StableDiffusion image-generation model
- 원본 링크 : https://keras.io/api/keras_cv/models/tasks/stable_diffusion/
- 최종 확인 : 2024-11-25
StableDiffusion
class
keras_cv.models.StableDiffusion(img_height=512, img_width=512, jit_compile=True)
Keras implementation of Stable Diffusion.
Note that the StableDiffusion API, as well as the APIs of the sub-components of StableDiffusion (e.g. ImageEncoder, DiffusionModel) should be considered unstable at this point. We do not guarantee backwards compatability for future changes to these APIs.
Stable Diffusion is a powerful image generation model that can be used, among other things, to generate pictures according to a short text description (called a “prompt”).
Arguments
- img_height: int, height of the images to generate, in pixel. Note that only multiples of 128 are supported; the value provided will be rounded to the nearest valid value. Defaults to 512.
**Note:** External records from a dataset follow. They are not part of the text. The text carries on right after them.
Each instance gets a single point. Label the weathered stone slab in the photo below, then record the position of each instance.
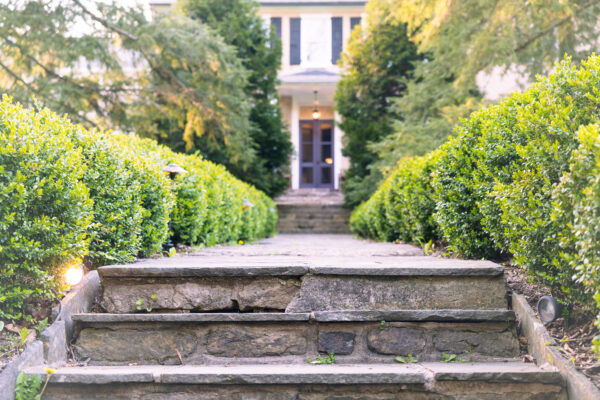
(202, 294)
(269, 293)
(484, 343)
(339, 343)
(411, 266)
(415, 316)
(96, 318)
(330, 293)
(511, 372)
(203, 267)
(154, 346)
(235, 341)
(396, 341)
(265, 337)
(308, 382)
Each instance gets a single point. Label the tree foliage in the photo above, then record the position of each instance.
(109, 66)
(463, 38)
(259, 50)
(378, 62)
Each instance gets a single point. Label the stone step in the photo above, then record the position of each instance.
(298, 284)
(313, 218)
(420, 381)
(216, 338)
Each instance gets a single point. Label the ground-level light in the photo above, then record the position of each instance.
(549, 309)
(73, 275)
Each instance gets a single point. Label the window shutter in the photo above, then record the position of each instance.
(276, 25)
(336, 39)
(295, 41)
(353, 22)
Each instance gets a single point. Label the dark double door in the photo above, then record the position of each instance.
(316, 154)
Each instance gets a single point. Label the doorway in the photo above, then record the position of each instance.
(316, 154)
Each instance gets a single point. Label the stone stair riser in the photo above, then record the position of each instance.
(304, 294)
(442, 391)
(290, 342)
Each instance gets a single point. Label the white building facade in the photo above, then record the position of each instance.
(313, 34)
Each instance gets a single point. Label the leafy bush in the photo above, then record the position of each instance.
(115, 234)
(520, 178)
(157, 199)
(44, 205)
(67, 195)
(497, 176)
(577, 210)
(403, 207)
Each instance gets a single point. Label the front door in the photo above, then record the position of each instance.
(316, 154)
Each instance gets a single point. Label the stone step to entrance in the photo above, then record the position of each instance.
(217, 338)
(313, 218)
(422, 381)
(298, 284)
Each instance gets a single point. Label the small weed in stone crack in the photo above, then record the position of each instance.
(139, 305)
(408, 360)
(452, 358)
(330, 359)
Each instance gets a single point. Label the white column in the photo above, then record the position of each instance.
(337, 151)
(295, 132)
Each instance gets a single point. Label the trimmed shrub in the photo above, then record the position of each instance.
(44, 206)
(67, 195)
(522, 178)
(402, 208)
(115, 234)
(577, 210)
(497, 176)
(157, 199)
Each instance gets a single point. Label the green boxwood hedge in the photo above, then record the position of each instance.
(69, 195)
(517, 179)
(403, 207)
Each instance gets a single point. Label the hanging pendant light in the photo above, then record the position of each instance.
(316, 114)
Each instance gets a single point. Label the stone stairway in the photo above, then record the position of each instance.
(241, 322)
(312, 211)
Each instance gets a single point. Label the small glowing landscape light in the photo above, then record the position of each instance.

- img_width: int, width of the images to generate, in pixel. Note that only multiples of 128 are supported; the value provided will be rounded to the nearest valid value. Defaults to 512.
- jit_compile: bool, whether to compile the underlying models to XLA. This can lead to a significant speedup on some systems. Defaults to False.
Example
from keras_cv.src.models import StableDiffusion
from PIL import Image
model = StableDiffusion(img_height=512, img_width=512, jit_compile=True)
img = model.text_to_image(
prompt="A beautiful horse running through a field",
batch_size=1, # How many images to generate at once
num_steps=25, # Number of iterations (controls image quality)
seed=123, # Set this to always get the same image from the same prompt
)
Image.fromarray(img[0]).save("horse.png")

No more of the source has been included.